Redis ingest is growing faster than pulse:work can keep up with
sts-ryan-holton opened this issue · 5 comments
Pulse Version
1.3.2
Laravel Version
11.36.1
PHP Version
8.3.13
Livewire Version
latest
Database Driver & Version
MySql 8.0.33
Description
Hi, I'm using the Redis ingest stream for my project. I'm observing that the ingest stream in Redis appears to be growing slightly quicker than what the worker can keep up with.
What can be done to prevent the stream growing excessively and killing a Redis instance by running out of memory whilst still retaining data accuracy?
Steps To Reproduce
What can be done?
Is this a very high-traffic application?
There are a few options:
- Determine if there's a particularly "hot" metric and enable sampling on it, or add an ignore pattern if there's a particularly hot key that isn't worth recording. For most applications, the most active recorder would probably be
UserRequests. The more records you have, the more aggressively you can sample without sacrificing too much accuracy. - Determine if the server running the
pulse:workcommand or the Redis server are consistently under high load and consider increasing their resources. You may want to run thepulse:workcommand on a dedicated server. - Tweak the
pulse.ingest.redis.chunkconfiguration. By default, this is set to 1,000. Thepulse:workcommand will continually ingest this many records from the stream until it gets fewer than this amount from the stream, and then it waits for 1 second before starting again. If you increase the value, then thework:commandwill use more memory but will be able to ingest more records in between each read from the stream, which should increase throughput provided you have enough memory to handle it.
Can there be multiple 'pulse:work' instances running? I wonder how this would affect database locking on rows
It's not designed to have multiple pulse:work commands running simultaneously. This would likely insert duplicates and, as you mentioned, potentially lock rows. Redis stream consumer groups would need to be used to solve the duplication issue.
Is that something Pulse might add in the future? In my application I've got a tonne of requests, events and jobs. My use case I cannot enable sampling because this doesn't accurately represent the true numbers, without another pulse worker my pulse entries are delayed, which from a business point of view makes it hard to make decisions quickly.

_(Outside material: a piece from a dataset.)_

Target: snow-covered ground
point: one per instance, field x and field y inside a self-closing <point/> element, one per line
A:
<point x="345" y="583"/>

I just tried various chunk sizes, and observed the number of entries in the stream after 1 min with the worker running, deleted the key each min to run these tests at different chunk sizes, the number of entries after each minute whilst the worker was running throughout:
chunk: 100
duration: 1 min
entries: 8256
chunk: 250
duration: 1 min
entries: 8223
chunk: 500
duration: 1 min
entries: 8399
chunk: 1000
duration: 1 min
entries: 9303
chunk: 2000
duration: 1 min
entries: 11039
Seems like smaller chunk sizes might have a better impact
I can't imagine why smaller chunks would be faster, as this effectively adds more work and network overhead. It's a very unexpected result!
There's no plans to add consumer groups for multiple pulse:work commands. For Pulse's primary use case, sampled data should adequately surface performance issues.